In 1975 Mark Venning took over the management of the firm. The next thirty-five years saw the building of organs for St Davids Cathedral, Cirencester Parish Church and St Edmundsbury Cathedral, nine for the United States, and a successful series of organs with mechanical action, most recently for Glenalmond College (Perth), Winchester College, and parish churches in Twyford (Hampshire) and Copenhagen. Notable restorations included the famous Schulze organ of St Bartholomew’s Armley, the Usher Hall Edinburgh, the Albert Hall Nottingham, Reading Town Hall, St Paul’s Cathedral, Melbourne, Stockholm City Hall, Westminster Abbey, and the cathedral organs of Lichfield, Peterborough, Salisbury, Southwark, Winchester and Westminster. Mark served as President of the International Society of Organbuilders from 1994 to 2000.
In 1996, after 124 years in Hawthorn Terrace, the firm moved to a purpose-built workshop in Meadowfield, still within the Durham city boundary, where the parish church boasts a Harrison organ of 1882.
With a staff of 50 – a number that has varied little since the late nineteenth century – we are now one of the largest firms of organ builders internationally: a fact which, though unimportant in itself, might surprise even our ambitious founder. He would also be pleased to know that his descendants are among our shareholders 150 years on.
Looking to the future, we are proud of our apprentice training programme. Our skilled organ builders are the foundation of our success, and many of them stay with us throughout their working lives. An awareness of international trends and techniques has been augmented in recent years by interaction with craftsmen from other European countries. Our tonal ideas have naturally developed over the years, but Arthur Harrison would still recognise the colourful and meticulously-blended sound of a modern Harrison organ.

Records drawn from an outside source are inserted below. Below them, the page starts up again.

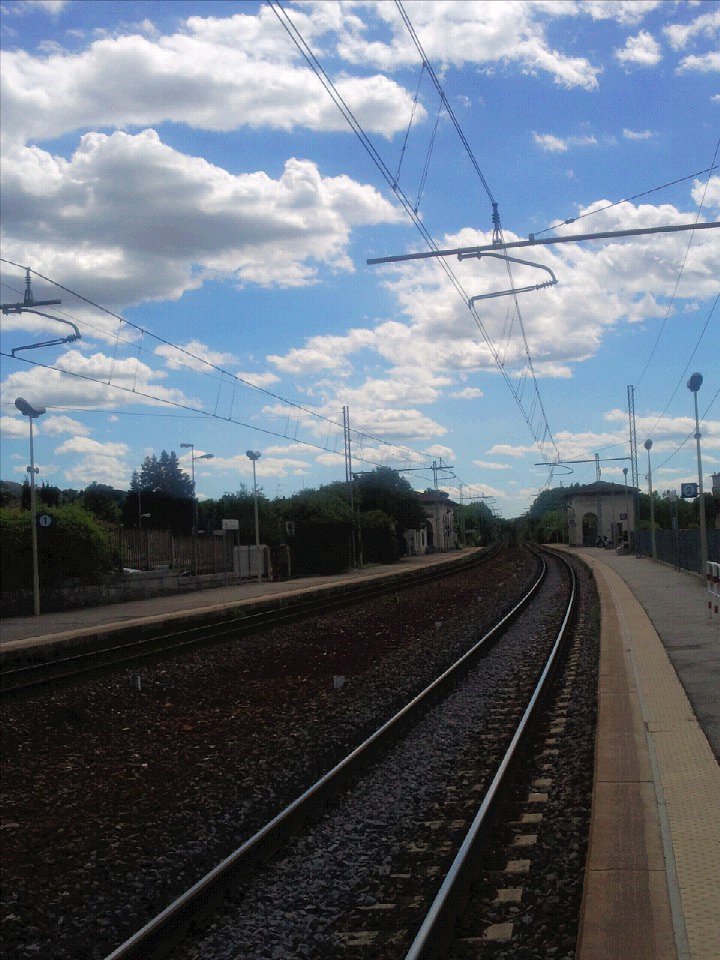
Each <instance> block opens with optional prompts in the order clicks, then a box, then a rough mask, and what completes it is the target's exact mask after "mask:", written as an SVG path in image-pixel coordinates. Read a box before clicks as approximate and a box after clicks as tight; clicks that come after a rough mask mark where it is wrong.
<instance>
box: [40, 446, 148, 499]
mask: <svg viewBox="0 0 720 960" xmlns="http://www.w3.org/2000/svg"><path fill="white" fill-rule="evenodd" d="M128 452H129V450H128V447H127V444H125V443H115V442H107V443H102V442H101V441H99V440H93V439H91V438H90V437H71V438H70V439H69V440H66V441H65V442H64V443H62V444H61V445H60V446H59V447H57V448H56V450H55V453H56V454H58V455H60V456H72V463H71V464H70V465H69V466H68V467H66V468H65V469H64V471H63V475H64V477H65V479H66V481H67V482H68V483H74V484H77V485H78V486H82V487H85V486H87V485H88V484H89V483H92V482H93V481H96V482H97V483H107V484H109V485H110V486H112V487H118V488H120V489H122V488H124V487H126V486H127V485H128V483H129V480H130V474H131V470H130V467H129V465H128V463H127V459H126V458H127V456H128Z"/></svg>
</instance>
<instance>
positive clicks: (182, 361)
mask: <svg viewBox="0 0 720 960" xmlns="http://www.w3.org/2000/svg"><path fill="white" fill-rule="evenodd" d="M154 353H155V355H156V356H158V357H164V358H165V363H166V365H167V367H168V369H169V370H179V369H183V368H184V369H189V370H198V371H200V372H201V373H208V372H209V370H210V367H209V366H208V365H209V364H212V365H213V366H217V367H226V366H228V365H229V364H231V363H235V362H236V360H235V357H234V356H233V355H232V354H231V353H225V352H224V351H222V350H211V349H210V347H208V346H207V345H206V344H204V343H201V342H200V341H199V340H189V341H188V342H187V343H181V344H179V345H178V346H177V347H173V346H170V345H169V344H166V343H161V344H160V346H158V347H156V348H155V351H154Z"/></svg>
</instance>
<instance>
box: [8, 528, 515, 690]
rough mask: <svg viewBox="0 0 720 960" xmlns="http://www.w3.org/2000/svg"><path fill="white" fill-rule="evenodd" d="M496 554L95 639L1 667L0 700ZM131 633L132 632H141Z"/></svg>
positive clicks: (478, 554)
mask: <svg viewBox="0 0 720 960" xmlns="http://www.w3.org/2000/svg"><path fill="white" fill-rule="evenodd" d="M498 551H499V548H495V547H493V548H491V549H489V550H487V551H485V552H483V553H478V554H475V555H473V556H471V557H469V558H466V559H464V560H461V561H449V562H448V563H447V564H438V565H435V566H431V567H426V568H424V569H421V570H417V571H412V572H410V573H402V574H398V575H391V576H389V577H388V576H384V577H378V578H377V579H376V580H372V581H370V582H364V583H360V584H357V585H351V586H343V587H342V589H341V591H340V592H338V591H337V589H336V588H333V587H330V588H320V590H318V591H316V592H314V593H312V594H311V595H309V596H308V597H307V598H305V599H293V600H292V601H288V600H287V599H283V598H281V599H279V600H272V601H263V600H260V601H259V603H260V604H262V603H264V602H269V603H271V604H272V606H271V607H270V609H262V610H253V611H252V612H249V613H245V614H242V615H240V616H231V617H228V618H226V619H224V620H219V621H215V622H213V623H211V624H203V625H199V626H194V627H187V628H185V629H183V630H175V631H172V632H171V633H162V634H155V635H152V634H151V635H150V636H143V637H140V638H137V637H135V638H133V639H132V640H129V641H127V642H120V643H111V644H109V645H108V642H107V638H105V639H104V641H100V643H101V644H102V645H100V646H98V645H97V644H94V645H92V646H91V647H90V648H85V649H82V650H80V651H78V652H68V653H65V654H64V655H63V656H56V657H53V658H48V659H45V660H42V661H40V662H31V663H24V664H22V665H21V666H16V667H12V668H10V669H4V670H2V671H0V690H1V691H2V695H3V697H7V696H11V695H25V694H29V693H32V692H34V691H36V690H38V689H40V688H42V687H47V686H50V685H55V684H59V683H63V682H69V681H73V680H77V679H79V678H81V677H85V676H89V675H92V674H94V673H97V672H101V671H105V670H108V669H111V668H112V669H116V668H118V667H121V666H132V665H137V664H140V663H143V662H145V661H147V660H148V659H150V658H161V657H163V656H165V655H166V654H170V653H175V652H180V651H181V650H185V649H187V648H189V647H193V646H199V645H201V644H210V643H215V642H220V641H222V640H223V639H225V638H227V637H228V636H230V635H233V636H242V635H246V634H249V633H254V632H257V631H259V630H267V629H269V628H270V627H274V626H278V625H279V624H283V623H289V622H294V621H297V620H301V619H304V618H305V617H310V616H315V615H317V614H320V613H325V612H327V611H329V610H333V609H337V608H338V607H343V606H347V605H348V604H351V603H356V602H358V601H361V600H365V599H370V598H372V597H378V596H382V595H383V594H385V593H395V592H397V591H398V590H403V589H406V588H408V587H413V586H417V585H419V584H421V583H427V582H428V581H430V580H436V579H439V578H441V577H443V576H447V575H448V573H454V572H459V571H461V570H465V569H467V568H468V567H472V566H475V565H477V564H480V563H485V562H486V561H488V560H490V559H492V557H494V556H496V555H497V553H498ZM127 629H130V628H127ZM133 629H135V630H136V631H137V630H138V629H140V628H137V627H136V628H133ZM122 632H123V633H125V632H127V630H125V629H124V630H123V631H122ZM29 655H30V656H31V655H33V654H29Z"/></svg>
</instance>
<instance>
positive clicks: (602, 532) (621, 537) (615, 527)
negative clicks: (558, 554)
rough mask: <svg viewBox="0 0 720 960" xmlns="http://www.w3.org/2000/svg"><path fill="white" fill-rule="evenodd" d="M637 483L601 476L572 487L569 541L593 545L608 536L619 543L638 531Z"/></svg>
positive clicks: (609, 538) (574, 544) (611, 540)
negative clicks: (635, 530) (612, 482)
mask: <svg viewBox="0 0 720 960" xmlns="http://www.w3.org/2000/svg"><path fill="white" fill-rule="evenodd" d="M635 493H636V488H635V487H626V486H625V484H623V483H608V482H606V481H605V480H598V481H596V482H595V483H588V484H586V485H585V486H582V487H574V488H572V489H569V490H568V492H567V498H566V508H567V512H568V534H569V536H568V542H569V543H570V546H573V547H594V546H596V545H597V543H598V540H600V541H602V540H603V538H606V543H607V544H608V545H609V546H613V547H617V546H618V545H619V544H621V543H623V541H624V540H625V539H626V538H627V539H628V540H630V534H631V533H634V531H635Z"/></svg>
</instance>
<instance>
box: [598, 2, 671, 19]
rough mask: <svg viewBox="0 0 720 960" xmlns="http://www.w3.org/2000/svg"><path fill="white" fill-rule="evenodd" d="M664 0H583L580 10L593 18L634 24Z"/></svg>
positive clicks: (655, 7) (653, 8)
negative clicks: (580, 9)
mask: <svg viewBox="0 0 720 960" xmlns="http://www.w3.org/2000/svg"><path fill="white" fill-rule="evenodd" d="M664 2H665V0H584V2H583V3H582V12H583V13H589V14H590V16H591V17H592V18H593V19H594V20H615V21H617V22H618V23H626V24H636V23H639V22H640V21H641V20H642V19H643V17H645V16H647V14H648V13H651V12H652V11H653V10H654V9H655V8H656V7H658V6H660V5H661V4H662V3H664Z"/></svg>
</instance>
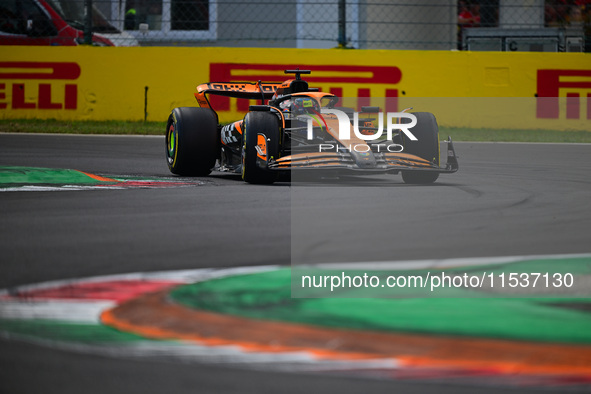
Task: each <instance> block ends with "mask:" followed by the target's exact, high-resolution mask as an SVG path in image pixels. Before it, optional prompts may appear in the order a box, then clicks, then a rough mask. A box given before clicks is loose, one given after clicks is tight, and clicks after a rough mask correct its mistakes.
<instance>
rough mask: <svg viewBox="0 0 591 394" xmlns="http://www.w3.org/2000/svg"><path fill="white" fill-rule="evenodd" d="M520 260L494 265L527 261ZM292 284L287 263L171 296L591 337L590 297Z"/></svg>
mask: <svg viewBox="0 0 591 394" xmlns="http://www.w3.org/2000/svg"><path fill="white" fill-rule="evenodd" d="M546 263H547V262H544V261H540V264H546ZM515 264H517V265H515V266H513V267H512V266H511V265H510V264H506V265H503V266H500V267H498V266H497V270H506V271H510V270H512V269H518V268H519V269H523V268H524V263H515ZM552 264H553V265H555V266H556V265H557V266H559V267H560V269H561V270H568V267H567V265H569V264H575V263H572V262H569V261H553V262H552ZM571 268H572V267H571ZM573 269H574V268H573ZM579 271H581V269H580V266H579ZM582 271H585V270H584V269H583V270H582ZM496 272H500V271H496ZM580 274H583V275H584V273H580ZM291 285H292V284H291V269H289V268H285V269H278V270H274V271H269V272H265V273H257V274H250V275H240V276H232V277H227V278H221V279H215V280H210V281H205V282H200V283H196V284H191V285H186V286H182V287H179V288H177V289H175V290H173V291H172V293H171V296H172V299H173V300H175V301H176V302H178V303H180V304H182V305H185V306H188V307H191V308H197V309H203V310H208V311H214V312H218V313H224V314H230V315H236V316H241V317H247V318H254V319H263V320H275V321H285V322H293V323H304V324H312V325H318V326H325V327H338V328H349V329H359V330H378V331H398V332H413V333H425V334H439V335H461V336H473V337H487V338H504V339H515V340H532V341H544V342H563V343H587V344H588V343H591V329H590V328H591V312H590V311H589V309H588V307H589V305H591V299H590V298H564V297H561V298H491V297H487V298H470V297H469V296H467V295H466V294H464V295H462V296H460V295H458V297H463V298H291ZM586 308H587V309H586Z"/></svg>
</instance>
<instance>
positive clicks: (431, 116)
mask: <svg viewBox="0 0 591 394" xmlns="http://www.w3.org/2000/svg"><path fill="white" fill-rule="evenodd" d="M413 115H415V116H416V117H417V124H416V126H414V127H413V128H411V129H410V131H411V132H412V133H413V134H414V136H415V137H417V141H412V140H410V139H409V138H408V137H407V136H405V135H404V133H401V134H402V140H403V146H404V153H409V154H411V155H415V156H419V157H420V158H422V159H425V160H428V161H430V162H431V163H434V164H436V165H438V166H439V127H438V126H437V120H436V119H435V116H434V115H433V114H432V113H430V112H414V113H413ZM437 178H439V173H438V172H432V171H420V170H414V171H402V179H403V180H404V183H415V184H424V183H433V182H435V181H436V180H437Z"/></svg>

The Harrison Story, by Laurence Elvin, published by the author, 1977; articles by David Watt and Richard Hird on Thomas Harrison, and by Relf Clark and George Dixon on Arthur Harrison, Journal of the British Institute of Organ Studies (JBIOS) 29, 2005; articles by Richard Hird on Thomas Harrison, Durham Biographies VI, Durham County Local History Society, 2009, and on Arthur Harrison and the Durham Cathedral organ, JBIOS 18, 1994; article by Mark Venning on Cuthbert Harrison and the Royal Festival Hall, JBIOS 23, 1999; articles by Relf Clark on Harrison & Harrison, Organ Building 9, Institute of British Organ Building, 2011, and on Arthur and Harry Harrison in the Oxford Dictionary of National Biography, Oxford University Press, 2004.